The lineup for the upcoming Festival Konda Lota, Tokyo's annual celebration of global roots music, is smaller than usual but no less potent for that.

Cesaria Evora

Cesaria Evora, the "barefoot diva" from the island of Sao Vicente, off the coast of Senegal, is considered the foremost practitioner of the indigenous Cape Verde style known as morna, which mixes minor-key, nostalgia-driven Portuguese fado with musical forms imported from West Africa in much the same way that the island's native creole, Kriolu, mixes Portuguese and West African dialects.

Evora shows less of her African heritage than most morna vocalists, however. One hears in her even, effortless style, the kind of world-weariness normally associated with the great European cabaret singers of the mid-20th century. Even when she collaborates with Brazilian and Cuban musicians, as she has done on her two most recent albums, she remains resolutely unclassifiable, perhaps because she found success so late.

Already in her 40s and the survivor of three bad marriages when she moved to Paris, Evora was too set in her ways to pay any heed to producers who tried to change her style. She's also the most unself-conscious performer you'll ever see, walking around in her bare feet, taking seated cigarette-and-whiskey breaks right there on stage and chatting amiably with her musicians.

Evora has visited Japan almost every year since the release of her breakthrough album, "Miss Perfumado," in 1993, but the festival will mark the Japan debut of another performer, bassist Orlando "Cachaito" Lopez, at least as a solo artist.

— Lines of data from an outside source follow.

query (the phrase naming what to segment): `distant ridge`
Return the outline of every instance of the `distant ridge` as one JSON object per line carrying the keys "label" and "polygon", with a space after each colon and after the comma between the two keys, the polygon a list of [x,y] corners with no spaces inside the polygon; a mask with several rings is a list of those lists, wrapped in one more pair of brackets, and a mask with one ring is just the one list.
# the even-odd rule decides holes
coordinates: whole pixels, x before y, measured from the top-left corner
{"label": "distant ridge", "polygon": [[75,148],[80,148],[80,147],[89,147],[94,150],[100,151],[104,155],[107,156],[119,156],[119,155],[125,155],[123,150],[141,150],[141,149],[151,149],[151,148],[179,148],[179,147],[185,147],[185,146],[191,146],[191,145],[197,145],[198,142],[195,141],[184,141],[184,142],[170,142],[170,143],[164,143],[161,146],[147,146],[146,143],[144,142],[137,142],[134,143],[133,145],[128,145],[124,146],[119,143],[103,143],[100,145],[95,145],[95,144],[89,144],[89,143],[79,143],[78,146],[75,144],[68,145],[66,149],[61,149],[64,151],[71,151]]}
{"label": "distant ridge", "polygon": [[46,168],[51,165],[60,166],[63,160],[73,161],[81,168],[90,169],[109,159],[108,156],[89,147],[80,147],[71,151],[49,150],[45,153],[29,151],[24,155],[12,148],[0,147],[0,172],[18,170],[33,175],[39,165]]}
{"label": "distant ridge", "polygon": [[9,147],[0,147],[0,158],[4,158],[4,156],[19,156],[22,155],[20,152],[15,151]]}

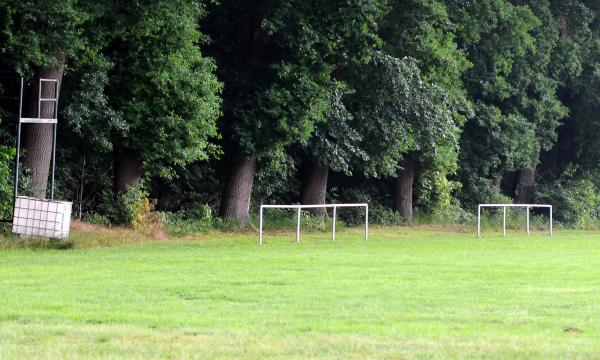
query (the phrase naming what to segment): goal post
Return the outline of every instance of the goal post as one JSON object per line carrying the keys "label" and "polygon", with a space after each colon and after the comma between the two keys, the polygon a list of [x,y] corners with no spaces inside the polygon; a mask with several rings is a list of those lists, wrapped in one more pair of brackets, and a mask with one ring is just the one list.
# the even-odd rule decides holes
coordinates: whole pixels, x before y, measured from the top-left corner
{"label": "goal post", "polygon": [[331,241],[335,241],[335,222],[338,208],[365,208],[365,240],[369,238],[369,204],[322,204],[322,205],[261,205],[258,222],[258,245],[263,244],[263,214],[265,209],[296,209],[296,243],[300,242],[300,214],[303,209],[333,208],[333,224]]}
{"label": "goal post", "polygon": [[547,208],[550,214],[550,236],[552,236],[552,205],[546,204],[479,204],[477,207],[477,236],[481,236],[481,209],[483,208],[502,208],[502,235],[506,236],[506,209],[507,208],[525,208],[526,209],[526,227],[529,235],[529,209]]}

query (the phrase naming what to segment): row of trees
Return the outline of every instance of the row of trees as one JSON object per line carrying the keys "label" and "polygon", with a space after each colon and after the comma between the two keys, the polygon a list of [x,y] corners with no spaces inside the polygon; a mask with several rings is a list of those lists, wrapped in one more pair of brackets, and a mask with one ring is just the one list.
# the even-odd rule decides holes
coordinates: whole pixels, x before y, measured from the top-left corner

Though not an "original" member of the Buena Vista Social Club (he's too young, having been born in 1933), Lopez is the only musician who has played on every one of the BVSC spinoffs. His own recently released solo album, "Cachaito," contains the usual selection of boleros and sambas, there's also real jazz, and even a bit of hip-hop -- but instead of sounding like experimentation or exploitation, it sounds like experience. By far the best album to come out of Cuba (maybe even the Western Hemisphere) this year, it should sound superb live, since that was how it was recorded.